Hypoxic Signalling and Disease

Cancer is the disease that occurs when cells grow and divide out of control. They invade the surrounding tissue and may spread to other areas of the body (metastasis).


A fertilised egg is a single cell that needs to grow and divide many, many times in order to form a whole organism. Division is also required to replace cells that worn-out, such as skin and blood cells. Cell division is balanced quite tightly, otherwise as adults we would grow all the time – or start shrinking! The major result of out of control cell division is the growth of tumors – either benign growths, which don’t invade or metastasize, or cancerous tumors, which can do both.

Before dividing a cell must duplicate its genome (the DNA content of a cell) so that the new ‘daughter’ cell and the original ‘parent’ cell each has its own copy of the genome. It is during the copying of the genome that most genetic changes (also called mutations) happen. Cancer basically occurs when a cell accidentally acquires mutations that stop it obeying the normal cell division control signals (or factors). In a great majority of cases this happens when a cell accidentally acquires mutations that inappropriately activate cell division promoting factors or inactivate growth inhibiting factors.

A good example is basal cell carcinoma (BCC) of the skin, which is the most common skin cancer. BCC is usually caused by the loss of a gene that blocks a cell division signal called Hedgehog. Another example is cancer of the gut; a frequent cause is the loss of a gene that blocks the cell division factor, named Wnt (pronounced as ‘wint‘). In both cases a cell division promoting signal becomes activated, due to the loss of an inhibitory factor. The causes of cancer can be quite complicated due to the interaction of many different cell division promoters and inhibitors!

The hypoxic signal below is also involved in cancer, both directly and indirectly. It can cause kidney cancer directly when inappropriately activated, but can indirectly influence all kinds of tumors.

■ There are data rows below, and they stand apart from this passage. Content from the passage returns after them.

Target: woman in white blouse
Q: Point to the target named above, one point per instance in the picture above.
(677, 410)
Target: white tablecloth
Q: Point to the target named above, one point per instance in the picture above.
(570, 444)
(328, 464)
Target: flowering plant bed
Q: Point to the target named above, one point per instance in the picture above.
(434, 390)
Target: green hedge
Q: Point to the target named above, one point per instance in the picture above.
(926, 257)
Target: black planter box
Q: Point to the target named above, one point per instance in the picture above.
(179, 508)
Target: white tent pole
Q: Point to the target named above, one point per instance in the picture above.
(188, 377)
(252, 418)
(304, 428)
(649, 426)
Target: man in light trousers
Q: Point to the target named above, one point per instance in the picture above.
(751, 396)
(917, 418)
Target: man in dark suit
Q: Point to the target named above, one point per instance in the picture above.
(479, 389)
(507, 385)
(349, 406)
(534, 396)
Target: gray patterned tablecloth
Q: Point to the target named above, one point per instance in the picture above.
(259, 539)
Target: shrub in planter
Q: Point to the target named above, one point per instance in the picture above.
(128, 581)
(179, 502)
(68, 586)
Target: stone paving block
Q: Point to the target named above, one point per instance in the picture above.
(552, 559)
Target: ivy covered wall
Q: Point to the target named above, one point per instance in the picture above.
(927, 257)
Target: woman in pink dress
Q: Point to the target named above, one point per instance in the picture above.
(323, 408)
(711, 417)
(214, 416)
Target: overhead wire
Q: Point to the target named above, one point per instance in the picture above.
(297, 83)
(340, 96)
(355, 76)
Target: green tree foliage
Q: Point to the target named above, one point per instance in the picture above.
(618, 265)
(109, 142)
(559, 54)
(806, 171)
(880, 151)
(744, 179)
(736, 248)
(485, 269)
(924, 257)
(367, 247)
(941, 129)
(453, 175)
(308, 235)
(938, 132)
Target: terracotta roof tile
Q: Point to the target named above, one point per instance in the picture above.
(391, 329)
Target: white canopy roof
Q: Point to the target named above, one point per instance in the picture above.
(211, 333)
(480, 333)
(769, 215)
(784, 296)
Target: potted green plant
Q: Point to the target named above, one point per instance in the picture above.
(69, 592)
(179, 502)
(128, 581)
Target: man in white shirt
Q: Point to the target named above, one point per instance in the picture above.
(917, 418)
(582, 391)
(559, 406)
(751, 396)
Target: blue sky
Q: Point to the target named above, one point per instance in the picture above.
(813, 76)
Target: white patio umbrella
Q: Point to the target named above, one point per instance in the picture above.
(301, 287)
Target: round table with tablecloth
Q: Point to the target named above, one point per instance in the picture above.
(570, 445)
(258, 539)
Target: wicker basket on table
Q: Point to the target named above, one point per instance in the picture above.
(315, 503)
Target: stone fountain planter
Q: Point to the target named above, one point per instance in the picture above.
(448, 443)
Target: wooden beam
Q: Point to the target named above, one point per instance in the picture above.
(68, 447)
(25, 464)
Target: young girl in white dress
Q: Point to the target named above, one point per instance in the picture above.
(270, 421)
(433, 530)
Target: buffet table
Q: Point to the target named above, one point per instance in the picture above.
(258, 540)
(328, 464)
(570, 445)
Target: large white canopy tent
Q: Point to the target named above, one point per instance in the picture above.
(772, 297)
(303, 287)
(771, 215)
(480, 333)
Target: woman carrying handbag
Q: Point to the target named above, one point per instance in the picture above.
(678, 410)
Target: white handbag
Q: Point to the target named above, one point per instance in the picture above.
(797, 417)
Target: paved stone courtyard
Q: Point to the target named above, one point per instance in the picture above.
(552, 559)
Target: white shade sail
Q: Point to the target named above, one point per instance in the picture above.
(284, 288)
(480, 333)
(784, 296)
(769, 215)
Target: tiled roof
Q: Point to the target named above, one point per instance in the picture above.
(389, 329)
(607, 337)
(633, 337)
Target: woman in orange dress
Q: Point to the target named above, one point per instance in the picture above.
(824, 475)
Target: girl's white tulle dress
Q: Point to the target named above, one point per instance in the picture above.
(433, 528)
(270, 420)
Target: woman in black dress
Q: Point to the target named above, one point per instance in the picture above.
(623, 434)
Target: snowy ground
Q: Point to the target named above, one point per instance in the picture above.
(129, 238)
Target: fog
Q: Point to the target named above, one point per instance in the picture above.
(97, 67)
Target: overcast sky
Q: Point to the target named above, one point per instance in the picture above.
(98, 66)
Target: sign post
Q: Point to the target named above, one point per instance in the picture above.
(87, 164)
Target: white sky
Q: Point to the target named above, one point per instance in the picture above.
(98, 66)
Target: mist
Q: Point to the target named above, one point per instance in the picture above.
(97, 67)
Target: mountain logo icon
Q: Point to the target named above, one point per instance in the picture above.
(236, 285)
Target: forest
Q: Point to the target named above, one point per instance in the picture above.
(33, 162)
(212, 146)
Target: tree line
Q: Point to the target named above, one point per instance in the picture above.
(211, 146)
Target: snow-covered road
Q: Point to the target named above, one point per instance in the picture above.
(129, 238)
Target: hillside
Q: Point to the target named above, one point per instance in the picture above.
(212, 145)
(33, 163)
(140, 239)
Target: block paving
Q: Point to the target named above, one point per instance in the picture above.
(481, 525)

All these signalling pathways are also present in animal models for human disease: mouse, fish and even the fruit fly. In fact, two of these cell division signals (Hedgehog and Wnt) were initially discovered in the tiny fruit fly. It was only much later that it was realised that these signals could cause cancer! So next time say “thank you fly“, before you hit it with a fly swatter….


Oxygen is an essential molecule for complex organisms, allowing efficient generation of cellular energy. Cells can extract a little bit of energy from glucose without oxygen, but this is 10 times less efficient. Generation of energy under these conditions produces all kinds of nasty by-products and requires adaptation of the cell on several levels. It is therefore not surprising that cells have evolved a sensitive alarm system that becomes active when there is a shortage of oxygen. It has been named the hypoxic signalling pathway. The master regulator of this is a protein called HIF (hypoxia induced factor).

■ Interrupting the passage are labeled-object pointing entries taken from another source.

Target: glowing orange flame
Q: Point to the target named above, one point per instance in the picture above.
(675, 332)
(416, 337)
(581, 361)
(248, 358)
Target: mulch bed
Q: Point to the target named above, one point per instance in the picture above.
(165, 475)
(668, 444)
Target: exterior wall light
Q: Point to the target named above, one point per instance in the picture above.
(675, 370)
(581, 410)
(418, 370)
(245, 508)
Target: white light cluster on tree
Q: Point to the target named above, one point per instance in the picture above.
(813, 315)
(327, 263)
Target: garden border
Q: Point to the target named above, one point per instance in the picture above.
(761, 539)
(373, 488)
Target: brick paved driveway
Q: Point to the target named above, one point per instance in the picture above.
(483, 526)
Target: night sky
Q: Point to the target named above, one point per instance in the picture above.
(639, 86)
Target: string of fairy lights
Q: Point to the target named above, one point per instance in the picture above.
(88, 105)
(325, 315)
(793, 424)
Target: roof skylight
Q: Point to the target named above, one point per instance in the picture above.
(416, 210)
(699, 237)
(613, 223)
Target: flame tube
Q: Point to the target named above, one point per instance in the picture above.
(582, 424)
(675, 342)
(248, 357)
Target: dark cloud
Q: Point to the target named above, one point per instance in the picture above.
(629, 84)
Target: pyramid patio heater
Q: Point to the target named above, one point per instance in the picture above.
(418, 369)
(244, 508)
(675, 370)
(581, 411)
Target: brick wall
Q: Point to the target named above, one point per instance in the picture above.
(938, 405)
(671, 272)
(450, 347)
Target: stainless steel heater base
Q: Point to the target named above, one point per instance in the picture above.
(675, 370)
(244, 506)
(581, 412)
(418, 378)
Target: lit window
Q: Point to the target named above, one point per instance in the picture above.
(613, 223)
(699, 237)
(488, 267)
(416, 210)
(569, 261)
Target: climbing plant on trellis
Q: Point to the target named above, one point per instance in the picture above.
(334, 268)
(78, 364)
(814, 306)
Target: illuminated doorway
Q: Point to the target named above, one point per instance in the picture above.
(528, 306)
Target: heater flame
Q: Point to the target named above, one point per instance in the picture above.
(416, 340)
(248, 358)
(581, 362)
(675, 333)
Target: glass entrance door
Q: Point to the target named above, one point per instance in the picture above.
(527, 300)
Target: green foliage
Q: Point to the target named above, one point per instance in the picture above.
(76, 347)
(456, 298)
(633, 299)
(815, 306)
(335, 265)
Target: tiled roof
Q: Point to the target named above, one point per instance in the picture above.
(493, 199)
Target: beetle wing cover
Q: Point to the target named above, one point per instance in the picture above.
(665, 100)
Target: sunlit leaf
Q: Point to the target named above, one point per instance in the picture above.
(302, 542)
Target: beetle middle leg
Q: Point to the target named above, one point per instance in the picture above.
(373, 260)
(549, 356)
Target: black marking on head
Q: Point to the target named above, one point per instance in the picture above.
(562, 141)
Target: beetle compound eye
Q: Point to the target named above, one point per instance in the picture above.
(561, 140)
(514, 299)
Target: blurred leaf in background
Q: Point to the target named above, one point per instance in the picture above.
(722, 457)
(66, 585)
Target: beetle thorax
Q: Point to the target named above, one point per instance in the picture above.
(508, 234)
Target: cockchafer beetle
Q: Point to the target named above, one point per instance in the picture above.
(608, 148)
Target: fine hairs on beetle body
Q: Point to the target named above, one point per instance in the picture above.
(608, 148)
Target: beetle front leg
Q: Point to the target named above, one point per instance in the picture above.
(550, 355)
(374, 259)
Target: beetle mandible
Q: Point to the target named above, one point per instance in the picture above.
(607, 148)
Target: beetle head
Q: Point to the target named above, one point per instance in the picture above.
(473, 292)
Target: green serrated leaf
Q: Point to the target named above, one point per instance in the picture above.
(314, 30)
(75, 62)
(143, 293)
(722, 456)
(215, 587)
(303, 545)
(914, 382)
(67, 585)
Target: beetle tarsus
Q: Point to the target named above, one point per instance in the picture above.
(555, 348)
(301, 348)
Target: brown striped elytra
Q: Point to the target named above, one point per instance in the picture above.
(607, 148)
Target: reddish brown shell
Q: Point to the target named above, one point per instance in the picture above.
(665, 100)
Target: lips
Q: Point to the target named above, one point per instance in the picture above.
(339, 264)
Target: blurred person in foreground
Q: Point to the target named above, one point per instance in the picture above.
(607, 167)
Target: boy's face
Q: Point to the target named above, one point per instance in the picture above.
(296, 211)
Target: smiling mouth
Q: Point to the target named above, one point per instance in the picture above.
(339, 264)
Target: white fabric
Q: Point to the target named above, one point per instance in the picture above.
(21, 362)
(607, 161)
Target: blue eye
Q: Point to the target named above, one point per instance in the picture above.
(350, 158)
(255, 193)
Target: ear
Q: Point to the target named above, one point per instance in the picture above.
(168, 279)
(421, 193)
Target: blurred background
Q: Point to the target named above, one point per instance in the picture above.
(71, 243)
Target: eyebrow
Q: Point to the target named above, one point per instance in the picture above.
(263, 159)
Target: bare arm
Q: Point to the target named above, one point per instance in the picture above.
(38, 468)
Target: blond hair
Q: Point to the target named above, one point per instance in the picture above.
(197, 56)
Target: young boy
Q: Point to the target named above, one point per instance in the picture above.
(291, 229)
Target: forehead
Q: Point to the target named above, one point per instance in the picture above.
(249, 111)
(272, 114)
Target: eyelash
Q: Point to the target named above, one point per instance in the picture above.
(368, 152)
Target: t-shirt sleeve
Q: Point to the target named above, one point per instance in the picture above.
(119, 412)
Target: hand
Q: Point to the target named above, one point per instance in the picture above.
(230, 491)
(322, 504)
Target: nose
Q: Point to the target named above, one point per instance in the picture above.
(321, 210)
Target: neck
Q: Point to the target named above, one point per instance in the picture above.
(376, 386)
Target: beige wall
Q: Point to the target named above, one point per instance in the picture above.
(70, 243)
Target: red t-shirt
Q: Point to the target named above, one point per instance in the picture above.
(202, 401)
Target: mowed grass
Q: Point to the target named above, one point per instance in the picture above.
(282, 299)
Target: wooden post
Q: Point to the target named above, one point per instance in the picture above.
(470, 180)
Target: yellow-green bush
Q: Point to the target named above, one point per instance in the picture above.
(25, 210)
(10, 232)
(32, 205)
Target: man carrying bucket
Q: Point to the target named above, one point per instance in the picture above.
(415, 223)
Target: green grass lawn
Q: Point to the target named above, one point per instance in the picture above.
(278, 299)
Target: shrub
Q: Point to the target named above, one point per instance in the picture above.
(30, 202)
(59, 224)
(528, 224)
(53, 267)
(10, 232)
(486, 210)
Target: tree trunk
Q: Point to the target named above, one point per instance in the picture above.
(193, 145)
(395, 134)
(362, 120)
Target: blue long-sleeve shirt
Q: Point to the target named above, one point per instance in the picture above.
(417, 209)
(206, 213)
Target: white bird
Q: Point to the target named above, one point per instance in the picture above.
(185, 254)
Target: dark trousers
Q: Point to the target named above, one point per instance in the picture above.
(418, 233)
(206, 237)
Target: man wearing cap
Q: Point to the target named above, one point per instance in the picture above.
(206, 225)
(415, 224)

Normally, HIF is continually produced but quickly destroyed under the influence of oxygen. However, if oxygen is at a low level HIF can accumulate.

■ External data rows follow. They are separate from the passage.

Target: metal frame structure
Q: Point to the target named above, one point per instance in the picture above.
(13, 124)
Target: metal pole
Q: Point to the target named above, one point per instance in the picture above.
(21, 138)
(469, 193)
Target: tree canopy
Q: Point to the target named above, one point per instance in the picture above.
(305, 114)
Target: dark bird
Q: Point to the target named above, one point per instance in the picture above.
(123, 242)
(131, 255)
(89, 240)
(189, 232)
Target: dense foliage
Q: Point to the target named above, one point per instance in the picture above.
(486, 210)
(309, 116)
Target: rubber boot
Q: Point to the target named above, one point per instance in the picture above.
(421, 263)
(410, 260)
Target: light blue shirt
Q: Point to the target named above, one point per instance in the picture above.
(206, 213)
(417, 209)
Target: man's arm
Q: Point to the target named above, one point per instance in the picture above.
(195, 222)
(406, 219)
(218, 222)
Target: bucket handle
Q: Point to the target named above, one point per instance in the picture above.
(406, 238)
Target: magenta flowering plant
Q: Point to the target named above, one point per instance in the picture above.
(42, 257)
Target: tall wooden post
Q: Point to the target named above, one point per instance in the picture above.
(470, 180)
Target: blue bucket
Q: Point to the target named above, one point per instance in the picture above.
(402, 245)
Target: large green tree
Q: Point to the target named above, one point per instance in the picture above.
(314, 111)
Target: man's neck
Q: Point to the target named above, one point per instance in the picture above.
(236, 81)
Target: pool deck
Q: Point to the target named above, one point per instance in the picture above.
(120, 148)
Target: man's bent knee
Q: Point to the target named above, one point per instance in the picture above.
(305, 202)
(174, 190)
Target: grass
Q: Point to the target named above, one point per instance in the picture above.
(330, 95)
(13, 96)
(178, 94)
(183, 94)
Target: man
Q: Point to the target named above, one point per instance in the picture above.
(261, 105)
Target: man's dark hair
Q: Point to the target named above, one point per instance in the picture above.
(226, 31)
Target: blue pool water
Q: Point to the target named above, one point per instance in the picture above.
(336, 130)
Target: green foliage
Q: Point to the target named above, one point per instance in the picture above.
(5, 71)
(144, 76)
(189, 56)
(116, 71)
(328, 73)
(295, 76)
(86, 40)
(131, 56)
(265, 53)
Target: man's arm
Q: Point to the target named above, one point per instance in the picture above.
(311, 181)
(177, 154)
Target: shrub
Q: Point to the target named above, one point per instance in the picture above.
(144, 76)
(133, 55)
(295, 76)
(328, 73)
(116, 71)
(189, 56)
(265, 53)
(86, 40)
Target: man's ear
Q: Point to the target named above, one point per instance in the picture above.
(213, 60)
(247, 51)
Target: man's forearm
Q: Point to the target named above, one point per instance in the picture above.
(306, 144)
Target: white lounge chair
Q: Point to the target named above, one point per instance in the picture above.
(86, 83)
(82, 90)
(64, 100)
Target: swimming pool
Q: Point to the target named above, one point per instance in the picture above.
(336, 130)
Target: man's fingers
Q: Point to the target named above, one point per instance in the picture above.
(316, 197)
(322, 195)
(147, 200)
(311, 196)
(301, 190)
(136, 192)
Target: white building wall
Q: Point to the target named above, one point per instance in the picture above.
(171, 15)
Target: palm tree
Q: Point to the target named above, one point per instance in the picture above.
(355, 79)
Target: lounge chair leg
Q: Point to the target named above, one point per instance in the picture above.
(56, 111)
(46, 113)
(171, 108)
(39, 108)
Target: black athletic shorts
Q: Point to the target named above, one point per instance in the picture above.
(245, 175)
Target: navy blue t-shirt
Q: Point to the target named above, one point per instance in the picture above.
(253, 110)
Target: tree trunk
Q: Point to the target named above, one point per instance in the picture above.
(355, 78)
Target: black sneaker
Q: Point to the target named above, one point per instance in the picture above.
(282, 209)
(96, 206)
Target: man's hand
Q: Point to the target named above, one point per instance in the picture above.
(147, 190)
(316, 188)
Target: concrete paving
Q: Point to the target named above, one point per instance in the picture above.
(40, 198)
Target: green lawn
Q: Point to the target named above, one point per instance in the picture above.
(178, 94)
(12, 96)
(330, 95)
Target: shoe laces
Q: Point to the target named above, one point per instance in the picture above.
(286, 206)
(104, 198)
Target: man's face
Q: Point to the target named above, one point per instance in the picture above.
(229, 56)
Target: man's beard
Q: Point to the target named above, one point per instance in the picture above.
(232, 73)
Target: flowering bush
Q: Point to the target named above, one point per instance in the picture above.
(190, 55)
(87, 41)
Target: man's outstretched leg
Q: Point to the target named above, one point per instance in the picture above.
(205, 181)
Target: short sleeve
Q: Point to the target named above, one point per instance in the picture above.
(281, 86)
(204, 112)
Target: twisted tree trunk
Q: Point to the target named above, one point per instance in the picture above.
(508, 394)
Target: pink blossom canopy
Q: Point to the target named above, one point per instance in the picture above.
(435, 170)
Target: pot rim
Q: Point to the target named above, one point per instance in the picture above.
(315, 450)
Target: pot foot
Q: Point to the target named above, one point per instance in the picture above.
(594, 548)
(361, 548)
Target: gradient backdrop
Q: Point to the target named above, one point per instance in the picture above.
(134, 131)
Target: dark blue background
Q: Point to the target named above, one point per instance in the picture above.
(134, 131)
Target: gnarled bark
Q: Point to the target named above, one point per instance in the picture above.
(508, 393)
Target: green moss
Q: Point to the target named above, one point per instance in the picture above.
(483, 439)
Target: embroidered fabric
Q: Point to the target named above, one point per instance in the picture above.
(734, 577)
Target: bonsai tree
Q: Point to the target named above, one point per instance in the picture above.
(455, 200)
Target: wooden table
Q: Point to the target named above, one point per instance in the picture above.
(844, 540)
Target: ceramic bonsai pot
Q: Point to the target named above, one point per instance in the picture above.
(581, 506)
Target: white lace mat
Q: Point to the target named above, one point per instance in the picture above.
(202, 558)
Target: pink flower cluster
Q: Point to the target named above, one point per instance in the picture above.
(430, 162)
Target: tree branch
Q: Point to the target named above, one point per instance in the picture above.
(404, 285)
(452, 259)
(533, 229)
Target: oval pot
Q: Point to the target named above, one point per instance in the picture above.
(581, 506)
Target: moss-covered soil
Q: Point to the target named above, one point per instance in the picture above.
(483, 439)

HIF orchestrates a whole suite of other genes, some of which help the cell to cope with this situation whilst others “call for help” in order to get more oxygen transported to the cell .

Hypoxia and Cancer

Unfortunately in the case of cancer, hypoxic signalling may be counterproductive!

Most tumors would grow very rapidly if they were not limited by a low oxygen supply. Once a tumor manages to attract new blood vessels, it becomes much more dangerous since it can get further oxygen and keep growing. In addition, these vessels can transport tumor cells to other sites in the body where they can form metastases.

The hypoxic signalling pathway is important in this respect since it helps the tumor cells to survive under these difficult hypoxic conditions, and it leads to production of proteins that stimulate blood vessel growth.

Hypoxia and Zebrafish

We are using the zebrafish larvae to study these processes. They can get cancer too and have a hypoxic signalling pathway very similar to ours.

Zebrafish larvae are transparent and we have fluorescent marked lines available to us that will allow us to follow blood vessel development in live fish larvae. Other fluorescent lines allow us to visualise the activity of the hypoxic signalling pathway in a living larva. We can therefore really study these processes as they are happening.

In addition, we would like to search for chemicals that activate or inactivate the low-oxygen signal. In order to do this, we will use eggs from our line of fish that turns fluorescent when the hypoxic signal is switched on. Such chemicals might well be the basis for future therapeutic drugs in humans.